In my case I had to change like this, the accepted solution did not work. I am using TensorFlow.js in Angular.

"budgets": [ { "type": "initial", "maximumWarning": "4mb", "maximumError": "5mb"<=== instead! } ] 

Comments

16

Go to angular.json file, under configurations->production->budgets, increase maximumWarning and maximumError more than the error is showing.

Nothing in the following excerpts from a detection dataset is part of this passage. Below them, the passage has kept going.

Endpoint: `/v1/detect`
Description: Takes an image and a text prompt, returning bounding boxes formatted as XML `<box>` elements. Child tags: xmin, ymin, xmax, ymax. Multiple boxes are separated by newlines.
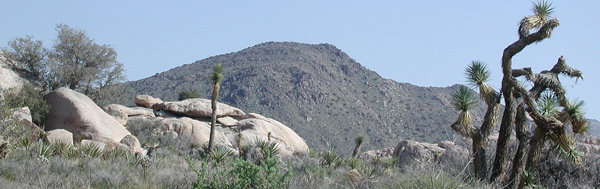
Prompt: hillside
<box><xmin>129</xmin><ymin>42</ymin><xmax>484</xmax><ymax>155</ymax></box>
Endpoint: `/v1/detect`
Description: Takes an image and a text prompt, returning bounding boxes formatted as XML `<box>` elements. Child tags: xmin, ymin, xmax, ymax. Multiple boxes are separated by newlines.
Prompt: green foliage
<box><xmin>253</xmin><ymin>138</ymin><xmax>279</xmax><ymax>160</ymax></box>
<box><xmin>130</xmin><ymin>42</ymin><xmax>478</xmax><ymax>156</ymax></box>
<box><xmin>346</xmin><ymin>157</ymin><xmax>362</xmax><ymax>169</ymax></box>
<box><xmin>2</xmin><ymin>35</ymin><xmax>46</xmax><ymax>79</ymax></box>
<box><xmin>531</xmin><ymin>0</ymin><xmax>554</xmax><ymax>21</ymax></box>
<box><xmin>352</xmin><ymin>136</ymin><xmax>365</xmax><ymax>157</ymax></box>
<box><xmin>5</xmin><ymin>84</ymin><xmax>50</xmax><ymax>125</ymax></box>
<box><xmin>77</xmin><ymin>143</ymin><xmax>102</xmax><ymax>158</ymax></box>
<box><xmin>319</xmin><ymin>148</ymin><xmax>344</xmax><ymax>168</ymax></box>
<box><xmin>177</xmin><ymin>90</ymin><xmax>202</xmax><ymax>101</ymax></box>
<box><xmin>537</xmin><ymin>91</ymin><xmax>559</xmax><ymax>117</ymax></box>
<box><xmin>452</xmin><ymin>85</ymin><xmax>476</xmax><ymax>111</ymax></box>
<box><xmin>465</xmin><ymin>61</ymin><xmax>492</xmax><ymax>86</ymax></box>
<box><xmin>210</xmin><ymin>64</ymin><xmax>224</xmax><ymax>85</ymax></box>
<box><xmin>208</xmin><ymin>146</ymin><xmax>234</xmax><ymax>165</ymax></box>
<box><xmin>33</xmin><ymin>141</ymin><xmax>56</xmax><ymax>158</ymax></box>
<box><xmin>186</xmin><ymin>157</ymin><xmax>293</xmax><ymax>188</ymax></box>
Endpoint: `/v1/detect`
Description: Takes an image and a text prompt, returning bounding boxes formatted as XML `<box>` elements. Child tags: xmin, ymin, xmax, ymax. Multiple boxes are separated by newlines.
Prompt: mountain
<box><xmin>128</xmin><ymin>42</ymin><xmax>485</xmax><ymax>155</ymax></box>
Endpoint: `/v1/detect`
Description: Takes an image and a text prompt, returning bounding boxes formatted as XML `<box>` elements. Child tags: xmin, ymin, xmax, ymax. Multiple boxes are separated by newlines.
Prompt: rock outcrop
<box><xmin>237</xmin><ymin>114</ymin><xmax>308</xmax><ymax>156</ymax></box>
<box><xmin>46</xmin><ymin>129</ymin><xmax>73</xmax><ymax>145</ymax></box>
<box><xmin>153</xmin><ymin>98</ymin><xmax>246</xmax><ymax>117</ymax></box>
<box><xmin>160</xmin><ymin>117</ymin><xmax>231</xmax><ymax>149</ymax></box>
<box><xmin>129</xmin><ymin>95</ymin><xmax>309</xmax><ymax>156</ymax></box>
<box><xmin>393</xmin><ymin>140</ymin><xmax>469</xmax><ymax>164</ymax></box>
<box><xmin>134</xmin><ymin>95</ymin><xmax>163</xmax><ymax>108</ymax></box>
<box><xmin>360</xmin><ymin>147</ymin><xmax>394</xmax><ymax>159</ymax></box>
<box><xmin>45</xmin><ymin>88</ymin><xmax>131</xmax><ymax>146</ymax></box>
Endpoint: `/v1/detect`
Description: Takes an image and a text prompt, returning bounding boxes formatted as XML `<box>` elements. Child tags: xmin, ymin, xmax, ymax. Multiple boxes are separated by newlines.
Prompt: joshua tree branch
<box><xmin>490</xmin><ymin>19</ymin><xmax>559</xmax><ymax>181</ymax></box>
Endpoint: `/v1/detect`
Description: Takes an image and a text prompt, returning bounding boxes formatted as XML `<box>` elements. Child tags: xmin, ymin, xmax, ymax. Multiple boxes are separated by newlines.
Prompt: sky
<box><xmin>0</xmin><ymin>0</ymin><xmax>600</xmax><ymax>119</ymax></box>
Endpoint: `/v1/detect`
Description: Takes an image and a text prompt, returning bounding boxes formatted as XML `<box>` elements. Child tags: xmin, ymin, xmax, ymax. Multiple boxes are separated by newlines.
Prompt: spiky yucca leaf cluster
<box><xmin>210</xmin><ymin>64</ymin><xmax>223</xmax><ymax>85</ymax></box>
<box><xmin>452</xmin><ymin>86</ymin><xmax>475</xmax><ymax>126</ymax></box>
<box><xmin>538</xmin><ymin>92</ymin><xmax>558</xmax><ymax>117</ymax></box>
<box><xmin>519</xmin><ymin>1</ymin><xmax>558</xmax><ymax>38</ymax></box>
<box><xmin>465</xmin><ymin>61</ymin><xmax>495</xmax><ymax>102</ymax></box>
<box><xmin>559</xmin><ymin>100</ymin><xmax>589</xmax><ymax>134</ymax></box>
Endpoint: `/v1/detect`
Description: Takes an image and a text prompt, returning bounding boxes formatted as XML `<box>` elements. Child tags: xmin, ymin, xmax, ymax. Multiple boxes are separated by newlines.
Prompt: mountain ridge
<box><xmin>128</xmin><ymin>42</ymin><xmax>485</xmax><ymax>152</ymax></box>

"configurations": { "production": { "fileReplacements": [ { "replace": "src/environments/environment.ts", "with": "src/environments/environment.prod.ts" } ], "optimization": true, "outputHashing": "all", "sourceMap": false, "extractCss": true, "namedChunks": false, "aot": true, "extractLicenses": true, "vendorChunk": false, "buildOptimizer": true, "budgets": [ { "type": "initial", "maximumWarning": "12mb", "maximumError": "12mb" } ] } } 

I have set it to 12mb each to eliminate the warning and error messages from compiler.

Comments

6
"budgets": [ { "type": "initial", "maximumWarning": "2mb", "maximumError": "5mb" } ] 

I used this but it does not work. Then I did this:

"budgets": [ { "type": "initial", "maximumWarning": "20mb", "maximumError": "25mb" }, { "type": "anyComponentStyle", "maximumWarning": "20mb", "maximumError": "25mb" } ] 

1 Comment

Silencing the alarm forever is not a good practice. At least set them to sane limits. I don't think you'll want your app to become a 20mb monster before the compiler warns about it.